Pour pallier au problème, certains plaident pour que la denturologie (profession traitant des prothèses dentaires amovibles) soit reconnue par le ministère de la Santé. Comme l’explique l’Union Belge des denturistes diplômés, « déjà en 2005 le KCE s’est intéressé à la possibilité de permettre -comme dans certains pays- à des techniciens spécialisés que sont les denturistes de fabriquer et placer eux-mêmes des prothèses amovibles en vue d’augmenter la concurrence par les prix et de faire diminuer ceux-ci dans des conditions de qualité satisfaisante ». Leurs arguments, aussi rationnels soient-ils, présentent cependant des limites. François Perl de chez Solidaris dénonce le manque de transparence des coûts liés aux prothèses dentaires. Pour lui, « cela tient aussi au fait que l’assurance-maladie intervient très peu dans ce domaine. On a essayé de prendre les choses en amont en favorisant les soins de prévention et de conservation pour éviter le recours aux prothèses, mais force est de constater que cette stratégie n’a pas rempli entièrement ses objectifs et que la santé bucco-dentaire reste un très gros problème dans ce pays ». Beaucoup d’associations du secteur social-santé se disent favorables à l’accessibilité financière des soins dentaires en ce compris les prothèses, mais sans soutenir explicitement une profession par rapport à d’autres.

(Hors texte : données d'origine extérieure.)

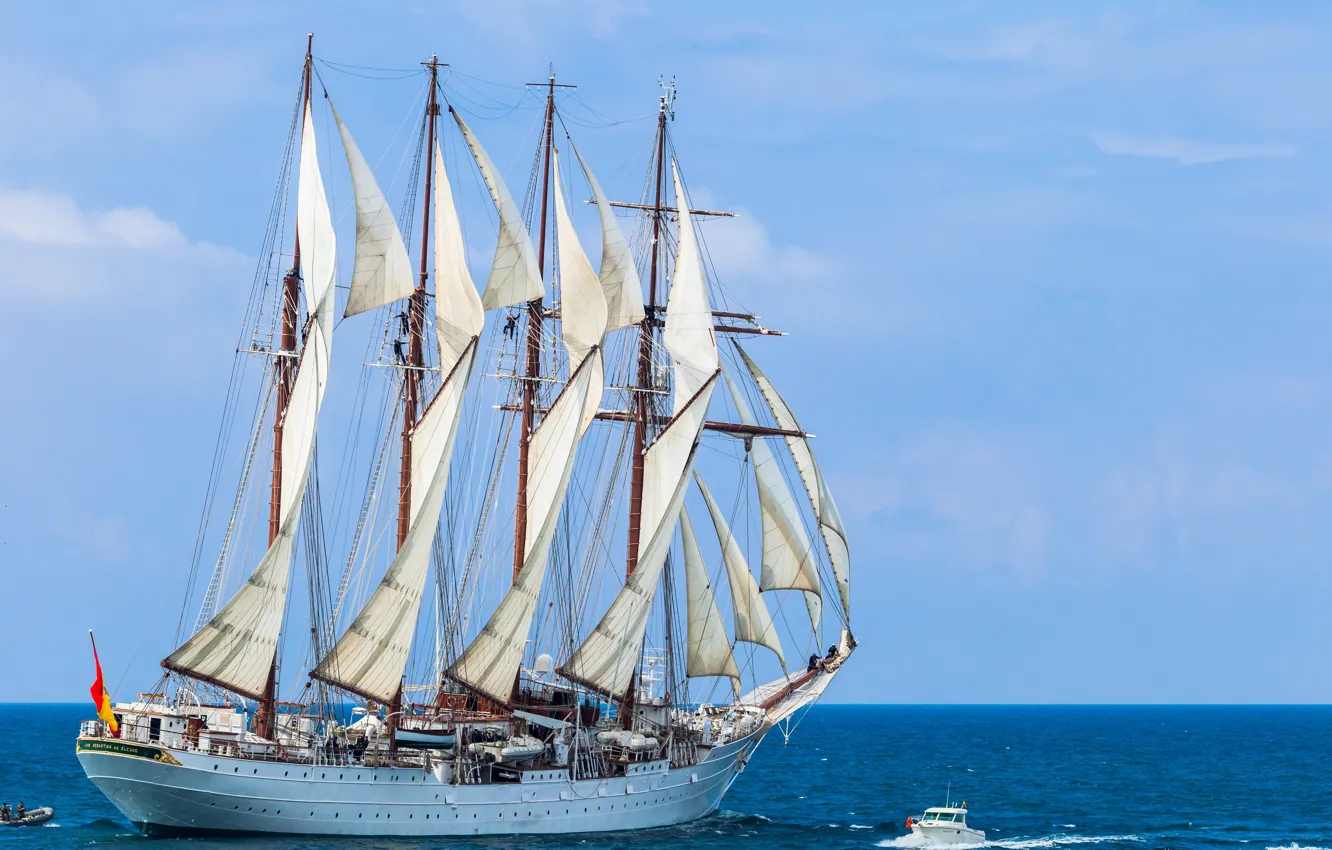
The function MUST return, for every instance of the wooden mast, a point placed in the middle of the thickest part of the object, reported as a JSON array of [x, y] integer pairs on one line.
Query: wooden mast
[[645, 357], [416, 356], [534, 328], [285, 368]]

Concernant la région bruxelloise, la COCOF est compétente dans le développement des soins dentaires à domicile. Barbara Trachte, Ministre-Présidente de la COCOF, répondant à la question du député Mohamed Ouriaghli, rappelait l’existence des centres de coordination de soins et services, à destination notamment, des personnes en perte d’autonomie. Pour les personnes éloignées des services, ces centres agréés peuvent offrir une aide en matière de soins dentaires à moindre coût.

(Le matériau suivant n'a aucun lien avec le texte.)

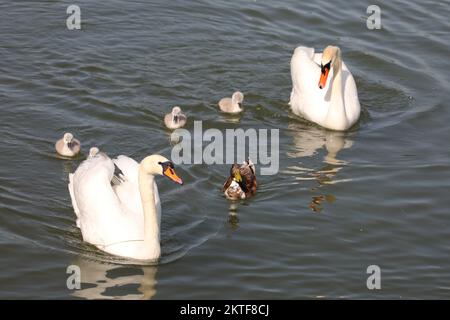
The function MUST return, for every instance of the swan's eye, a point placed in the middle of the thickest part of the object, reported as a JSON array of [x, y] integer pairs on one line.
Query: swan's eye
[[323, 68]]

Au niveau fédéral, une idée avait été évoquée par la région bruxelloise, afin de développer et de rembourser les prestations d’hygiénistes bucco-dentaires pour certains publics. Cette profession paramédicale a été créée en 2018 et les premiers diplômés sont arrivés en 2021. Il s’agit d’une fonction de premier choix, qui va à la rencontre du public vulnérable afin de faire de la prévention et du dépistage et d’orienter le patient vers un dentiste en cas de nécessité. Malheureusement, cette proposition est restée lettre morte. Barbara Trachte explique vouloir « la remettre sur le tapis ». De plus, la COCOF a été sollicitée par l’asbl Doucheflux, pour les accompagner dans l’organisation de soins bucco-dentaires mobiles pour les sans chez-soi bruxellois. Cette proposition sera discutée en groupe de travail au Parlement Francophone bruxellois en mars 2023.